As a first step in their studies, Dr. Garland and colleagues used proteomic techniques to identify the proteins present in the basal deposits of the Efemp1R345W/R345W mice. Like they do in people, these deposits form between the retinal pigment epithelial cells and their basement membrane, which is called Bruch's membrane and is composed of extracellular matrix. These studies showed that the basal deposits are composed of normal extracellular matrix components that are present in abnormal amounts. This is logical because the EFEMP1 protein is secreted by retinal cells and is thought to be required for maturation of elastin fibers, which are part of Bruch's membrane.

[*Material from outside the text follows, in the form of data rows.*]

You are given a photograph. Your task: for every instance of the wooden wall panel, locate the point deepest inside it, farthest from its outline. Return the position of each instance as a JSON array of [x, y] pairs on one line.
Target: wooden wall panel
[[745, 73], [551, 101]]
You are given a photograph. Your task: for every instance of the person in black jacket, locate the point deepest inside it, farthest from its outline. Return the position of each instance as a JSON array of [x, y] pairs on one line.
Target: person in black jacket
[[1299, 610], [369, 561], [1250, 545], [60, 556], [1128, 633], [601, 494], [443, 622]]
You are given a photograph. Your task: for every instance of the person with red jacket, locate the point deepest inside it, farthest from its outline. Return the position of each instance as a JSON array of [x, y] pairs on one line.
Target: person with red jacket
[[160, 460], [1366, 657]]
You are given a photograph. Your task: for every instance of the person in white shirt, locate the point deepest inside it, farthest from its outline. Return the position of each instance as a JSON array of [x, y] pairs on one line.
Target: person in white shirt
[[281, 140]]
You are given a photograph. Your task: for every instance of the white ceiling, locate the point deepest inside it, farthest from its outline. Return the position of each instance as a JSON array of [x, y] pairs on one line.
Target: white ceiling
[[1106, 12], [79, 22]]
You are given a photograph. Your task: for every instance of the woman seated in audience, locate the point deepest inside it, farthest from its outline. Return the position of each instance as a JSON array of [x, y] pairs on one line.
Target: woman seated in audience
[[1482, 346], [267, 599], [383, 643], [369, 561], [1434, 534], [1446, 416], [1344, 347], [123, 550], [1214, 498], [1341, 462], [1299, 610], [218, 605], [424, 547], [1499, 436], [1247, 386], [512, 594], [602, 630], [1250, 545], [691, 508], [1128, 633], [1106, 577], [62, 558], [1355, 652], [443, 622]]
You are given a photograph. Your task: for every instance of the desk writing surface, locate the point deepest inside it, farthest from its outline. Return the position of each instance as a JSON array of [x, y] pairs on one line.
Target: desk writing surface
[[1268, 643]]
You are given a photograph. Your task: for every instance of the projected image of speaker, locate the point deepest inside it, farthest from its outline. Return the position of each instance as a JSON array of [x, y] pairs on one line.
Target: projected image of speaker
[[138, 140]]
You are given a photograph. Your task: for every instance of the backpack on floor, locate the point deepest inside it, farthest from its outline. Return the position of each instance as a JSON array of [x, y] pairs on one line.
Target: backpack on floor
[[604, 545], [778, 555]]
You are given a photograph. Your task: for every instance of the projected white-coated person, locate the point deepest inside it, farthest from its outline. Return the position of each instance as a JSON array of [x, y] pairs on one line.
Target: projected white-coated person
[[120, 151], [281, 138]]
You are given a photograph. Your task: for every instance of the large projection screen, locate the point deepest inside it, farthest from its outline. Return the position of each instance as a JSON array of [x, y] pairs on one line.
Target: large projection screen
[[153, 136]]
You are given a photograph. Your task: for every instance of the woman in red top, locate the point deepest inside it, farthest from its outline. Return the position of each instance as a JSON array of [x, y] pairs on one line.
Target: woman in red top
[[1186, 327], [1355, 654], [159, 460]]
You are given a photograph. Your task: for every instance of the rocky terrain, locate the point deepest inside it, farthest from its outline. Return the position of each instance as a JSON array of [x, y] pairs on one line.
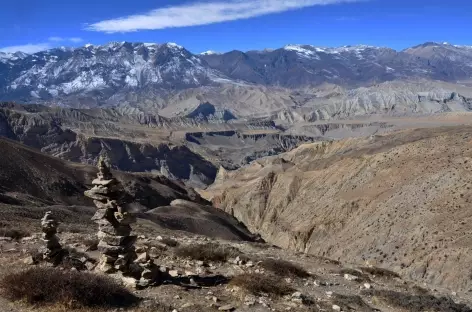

The proteomic analyses also suggest that the altered extracellular matrix stimulates a local immune response, including activation of the complement system. The complement system is part of our innate immune system, and helps fend off infections, but under certain circumstances can also lead to cell and tissue damage.

The Mass. Eye and Ear team applied the power of mouse genetics to study the role of complement in basal deposit formation, and generated Efemp1R345W/R345W:C3-/- double mutant mice, which have the disease-causing mutation in Efemp1 and also lack the key complement component C3. Without C3, the complement system cannot be activated. In contrast to their single mutant Efemp1-R345W cousins, the double mutant Efemp1R345W/R345W:C3-/- mice did not develop basal deposits, demonstrating that the complement system is required for formation of basal deposits.